It’s Getting Cold Out There: Winterizing An Empty Rental


It’s Getting Cold Out There: Winterizing An Empty Rental

The Best Winterization Is a Tenant — But Failing That…

A house wearing a winter jacket Ideally, of course, a rental property you own simply wouldn’t be vacant over the winter — and of course you should keep advertising your vacant properties no matter what the weather. But hoping for a tenant is no substitute for properly weatherizing a building that’s unoccupied as the weather dips below freezing — so let’s talk about how to do that.

The Steps to Proper Winterization

  • Clean the Gutters. Autumn will often leave your downspouts or gutters clogged, and if water freezes inside of them, not only may you have to replace potentially large sections of the system, but clogged gutters can exacerbate the formation of ice-dams on roofs which lead to interior leaks! Get rid of the leaves before they cause water to accumulate and freeze, expand, and break things – you’ll be much happier.
  • Keep The Bugs Out. Mothballs are a great way to keep insects out of an empty home. Be liberal.
  • Seal Every Opening On the Outside of Your Home. That includes dryer vents, chimneys, air vents, and so on. You don’t want to show your rental to a potential tenant only to find the birds are nesting in your vents — which absolutely will happen over the winter.
  • Clear Out Vegetation & Wood Near the Building. Plants and wood that are very close to your building over the winter will encourage bugs to get onto and into your walls, especially as it gets colder outside. This includes raking leaves away from the foundations and trimming any tree branches hanging over your home that might fall due to the weight of the snow.

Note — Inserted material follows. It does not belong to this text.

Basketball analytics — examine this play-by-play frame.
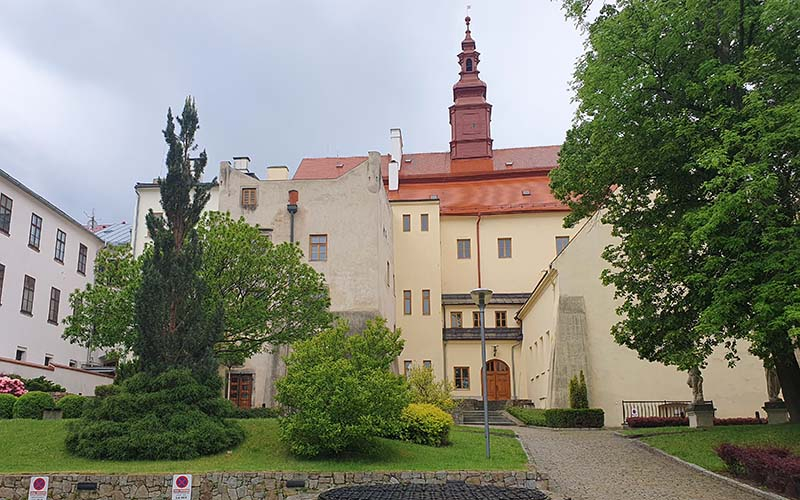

  • If you know your property will be vacant for an extended period of time, consider the following measures to further protect your investment:

  • Get a Plumber to Winterize Your Pipes. Either that or get familiar with the tools and techniques needed to do it yourself. You’ll have to shut down the water supply to the building, clear the water out of the pipes by blowing air into them with a compressor, and drain every pipe and appliance that might be holding some water. If that sounds like it might be worth paying a professional to do it, you’re probably right. Anti-freeze in your plumbing isn’t going to do the trick; get it done right or risk thousands of dollars in damages. Don’t forget to drain and disconnect outdoor hoses as well.
  • Disconnect Gas/Propane. This is a no-brainer — if there’s no one there to use the natural gas or propane attached to the house, the only thing it’s doing is creating the danger of an explosion or fire. Get everything disconnected to minimize the risk.
  • Turn Everything Off and/or Put Timers In. This is pretty straightforward — either you want everything turned off to minimize electricity usage, or you want to put just a few items on timers. Either way, you’ll want to double-check your motion sensors on your external lights and ensure they’re working well and aimed properly.
  • Pay to Have Your Walkway Plowed and Driveway Driven. Nothing screams “no one is paying attention to this building” like untouched snow three days after the snow has stopped falling. It doesn’t matter if it’s a professional or an entrepreneurial neighbor that you can trust, but having someone add traces of life to an empty midwinter rental is crucial.

  • If you can find a neighbor you can trust to check up on your home every week or so, paying them a little to do so or offering them a reward if they report something can be a good investment as well.